The specific main components of the programming environment for exascale, carefully selected for the EPEEC project, are introduced in this figure. Their new proposed features, also shown in the figure, have been identified as the necessary developments to bring the overall programming environment high programming productivity, high execution efficiency and scalability, energy awareness, and smooth composability/interoperability.

components

 

The five selected components are described below:

Parallelware

The Parallelware software developed by Appentra provides advanced capabilities for static analysis of program, which are used in the related products Parallelware Trainer and Parallelware Analyzer. At the start of the project Parallelware software has support for OpenMP 4.5 and OpenACC 2.5, the main directive-based standards for intra-node parallel programming in (pre)exascale systems. The feedback received from the end-users highlighted that Parallelware lacks support for the tasking paradigm, for asynchronous execution, and for the C++ and Fortran programming languages. At the end of the EPEEC project, Parallelware will be enhanced with new support for C++ and Fortran built from scratch on top of the CLANG and FLANG front-ends of the LLVM infrastructure, as well as with new support for OmpSs and for the latest features of OpenMP and OpenACC.

OmpSs

The OmpSs programming model is implemented at BSC by means of the Mercurium compiler and the Nanos++ runtime system. A brand-new runtime system written from scratch, codenamed Nanos 6, is currently under development, intended to overcome code degradation and prevent future maintainability burdens. Both Mercurium and Nanos++ are currently at TRL9 - these have been deployed in the Tier-0 PRACE facility Marenostrum and there is a considerable number of known users in external institutions that seek support through the corresponding mailing list at BSC (e.g., CINECA, LRZ, JSC, Herta Security, and Vimar). Nanos 6, on the other hand, is currently at TRL3. Being Nanos++ fully operational, it may well be used as a base of the new developments to be ported to a mature Nanos 6 at a later stage. This will be performed in case, by the beginning of the project, Nanos 6 has not yet attained TRL7, or if it is not expected to reach TRL8 by the end of it. Directive-based acceleration by means of OpenACC syntax in OmpSs (i.e., OmpSs+OpenACC) is currently at TRL3, since an early prototype to validate the idea, offering limited functionality, has already been developed on top of the OmpSs CUDA back-end. OpenMP offloading support, on the other hand, is at TRL2, being only the concept formulated. Similarly, the remaining proposed features, i.e. tasking in accelerators, heterogeneous memory management, and latest C++ and Fortran features support, are at TRL2 as well.

GASPI

GASPI stands for Global Address Space Programming Interface and is a Partitioned Global Address Space (PGAS) API. It targets extreme scalability, high flexibility, and failure tolerance for parallel computing environments.

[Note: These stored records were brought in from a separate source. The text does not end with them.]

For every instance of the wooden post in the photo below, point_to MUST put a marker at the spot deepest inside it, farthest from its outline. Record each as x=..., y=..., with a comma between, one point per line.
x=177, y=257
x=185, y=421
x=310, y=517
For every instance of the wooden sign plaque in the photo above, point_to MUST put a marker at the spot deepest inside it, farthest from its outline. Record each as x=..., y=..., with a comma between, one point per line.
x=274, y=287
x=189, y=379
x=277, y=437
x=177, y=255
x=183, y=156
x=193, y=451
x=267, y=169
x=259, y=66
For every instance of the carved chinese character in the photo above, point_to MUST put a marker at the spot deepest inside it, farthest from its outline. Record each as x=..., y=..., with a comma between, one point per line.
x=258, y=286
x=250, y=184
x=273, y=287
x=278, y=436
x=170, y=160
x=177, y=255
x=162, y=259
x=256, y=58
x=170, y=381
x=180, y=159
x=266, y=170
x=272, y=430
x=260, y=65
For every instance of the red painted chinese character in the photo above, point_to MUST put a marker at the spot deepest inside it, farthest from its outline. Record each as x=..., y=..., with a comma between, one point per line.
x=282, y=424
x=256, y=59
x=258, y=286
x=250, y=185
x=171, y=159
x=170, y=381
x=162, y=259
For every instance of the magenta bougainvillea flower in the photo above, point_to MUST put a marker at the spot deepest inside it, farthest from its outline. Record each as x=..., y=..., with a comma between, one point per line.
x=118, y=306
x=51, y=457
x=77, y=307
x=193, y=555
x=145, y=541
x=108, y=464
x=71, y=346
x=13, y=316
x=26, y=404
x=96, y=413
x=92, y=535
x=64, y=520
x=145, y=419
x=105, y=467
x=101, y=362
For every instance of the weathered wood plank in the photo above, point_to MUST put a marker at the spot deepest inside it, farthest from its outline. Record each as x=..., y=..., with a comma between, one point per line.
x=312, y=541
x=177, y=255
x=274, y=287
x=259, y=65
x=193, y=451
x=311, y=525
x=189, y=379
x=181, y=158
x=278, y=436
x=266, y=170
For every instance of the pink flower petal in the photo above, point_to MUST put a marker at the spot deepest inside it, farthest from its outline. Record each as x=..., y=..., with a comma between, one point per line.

GASPI aims to initiate a paradigm shift from bulk-synchronous two-sided communication patterns towards an asynchronous communication and execution model. To that end, GASPI leverages remote completion and one-sided RDMA-driven communication in a Partitioned Global Address Space. The asynchronous communication allows a perfect overlap between computation and communication. The main design idea of GASPI is to offer a lightweight API ensuring high performance, flexibility, and failure tolerance. GPI-2 is an open source implementation of the GASPI standard, freely available to application developers and researchers. It is already at production level (TRL9). However in a fast-changing innovative environment such as HPC, further developments are needed to incorporate hardware changes such as the use of accelerators and improving the ease of use of GPI, which is currently an obstacle for a wider adoption of the programming model. EPEEC provides solutions for both challenges by addressing heterogeneous compute systems and promoting the composability of the GASPI and OmpSs programming models. Traditionally GPI is used in visualisation and seismic imaging domains. In the past years GPI has been ported to several scientific applications within publicly funded projects.

ArgoDSM

ArgoDSM is a modern page-based distributed shared memory system first released in 2016 (first publication describing ArgoDSM appeared in HPDC 201512). ArgoDSM is based on recent advances on cache coherence protocols and synchronisation algorithms at Uppsala University. ArgoDSM is a page-based distributed shared virtual-memory system that operates in user space. It supports third-party network layers. ArgoDSM offers: (1) POSIX Threads compatibility (runs pthreads on clusters); (2) Minimal effort to scale a typical pthreads program from one node to thousands of nodes; (3) User-space operation: ArgoDSM is a library on top of an RDMA-capable network layer; (4) Release consistency (RC) and sequential consistency for data-race-free research, evaluation, and education and is available under a custom license for commercial use. It is distributed by Eta Scale and currently at TRL6, its prototype implementations being evaluated by commercial entities under real-world conditions.

BSC performance tools

The BSC performance tools, namely Extrae, Paraver, and Dimemas, are currently widely deployed and extensively used by institutions such as NCAR or NASA-AMES, and in large projects such as DEEP-EST or the POP Centre of Excellence, to name only a few. All software components have been deployed in pre-exascale machines, at least Marenostrum, and hence these are considered to be at TRL9. The new features to be included as part of this project, such as OpenACC support (please see sections 1.3.4 and 3.1), are at TRL2 (concept formulated).